Mobil mulai berjalan melewati jalanan yang ramai penuh kendaraan berlalu lalang, di sepanjang jalan Alma tidak pernah melepas genggaman tangannya terhadap anaknya itu seolah tidak ingin lepas akan tetapi saat ini dirinya tidak mungkin bisa menjaga Zaidan sepenuhnya, karena saat ini Alma masih kurang enak badan semenjak kejadian itu.
Mobil sudah berhenti tepat dihadapan pintu gerbang sekolah, segera Alma turun sambil menggendong bocah kecilnya itu dari arah belakang.
"Sayang, Mama pamit dulu ya," pamit Alma setelah menurunkan tubuh bocah itu dari punggungnya.
"Iya Ma, Mama juga jaga kesehatan ya, wajah Mama masih terlihat memar," ucap Zaidan memberikan perhatian kecil membuat hati Alma semakin tersentuh.
"Itu pasti Nak," sahut Alma lalu mulai melangkah keluar.
Alma mulai masuk ke dalam mobil perlahan mobil itu berjalan meninggalkan gedung sekolah Zaidan.
☘️☘️☘️☘️
Tidak lama kemudian mobil berwarna putih datang dan berhenti di gedung sekolah Zaidan, dan ternyata wanita di balik mobil tersebut merupakan Sintia, ia sengaja menemui Zaidan di jam-jam seperti ini.

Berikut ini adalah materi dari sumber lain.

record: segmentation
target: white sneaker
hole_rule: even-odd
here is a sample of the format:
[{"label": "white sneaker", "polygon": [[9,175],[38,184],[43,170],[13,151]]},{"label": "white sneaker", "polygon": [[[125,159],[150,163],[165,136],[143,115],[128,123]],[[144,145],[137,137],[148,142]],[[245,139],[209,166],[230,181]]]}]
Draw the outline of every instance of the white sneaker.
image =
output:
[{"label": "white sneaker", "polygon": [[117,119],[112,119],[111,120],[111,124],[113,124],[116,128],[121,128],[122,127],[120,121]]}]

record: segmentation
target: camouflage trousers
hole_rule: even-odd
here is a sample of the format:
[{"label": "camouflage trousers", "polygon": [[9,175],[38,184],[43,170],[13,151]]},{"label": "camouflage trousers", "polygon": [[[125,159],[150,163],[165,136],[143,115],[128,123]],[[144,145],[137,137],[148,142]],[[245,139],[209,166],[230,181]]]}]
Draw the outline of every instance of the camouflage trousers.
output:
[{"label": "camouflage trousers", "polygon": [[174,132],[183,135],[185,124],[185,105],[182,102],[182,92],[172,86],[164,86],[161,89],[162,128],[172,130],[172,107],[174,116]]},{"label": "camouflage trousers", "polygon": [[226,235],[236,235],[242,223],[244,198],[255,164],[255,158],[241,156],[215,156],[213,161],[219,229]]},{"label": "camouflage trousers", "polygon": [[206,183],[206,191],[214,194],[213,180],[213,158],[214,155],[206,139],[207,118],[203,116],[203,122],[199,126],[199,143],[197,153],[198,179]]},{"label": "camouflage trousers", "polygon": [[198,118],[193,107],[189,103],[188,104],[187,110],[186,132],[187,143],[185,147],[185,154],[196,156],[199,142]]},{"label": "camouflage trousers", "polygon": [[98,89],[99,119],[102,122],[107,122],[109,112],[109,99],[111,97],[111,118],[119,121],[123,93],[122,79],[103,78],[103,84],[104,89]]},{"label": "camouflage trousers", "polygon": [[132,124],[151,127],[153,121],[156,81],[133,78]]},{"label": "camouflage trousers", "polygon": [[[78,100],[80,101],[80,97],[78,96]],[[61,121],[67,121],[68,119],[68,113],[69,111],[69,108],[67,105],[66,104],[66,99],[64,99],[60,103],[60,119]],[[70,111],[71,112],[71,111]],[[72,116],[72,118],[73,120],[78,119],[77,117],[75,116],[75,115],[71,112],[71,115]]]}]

Langkah wanita itu begitu cepat menelusup masuk, menyamar sebagai orang tua wali murid, langkah Sintia mulai mengarah ke kelas Zaidan yang memang dirinya sudah hafal dengan letak kelasnya.
"Zaidan ...," panggil Sintia.
Zaidan menoleh anak itu begitu terkejut dan sedikit berlari karena di dalam pikirannya neneknya itu baik.
"Nenek ....," ucapnya sambil berhamburan ke arahnya.
"Cucu Nenek," sahut Sintia sambil merentangkan kedua tangannya.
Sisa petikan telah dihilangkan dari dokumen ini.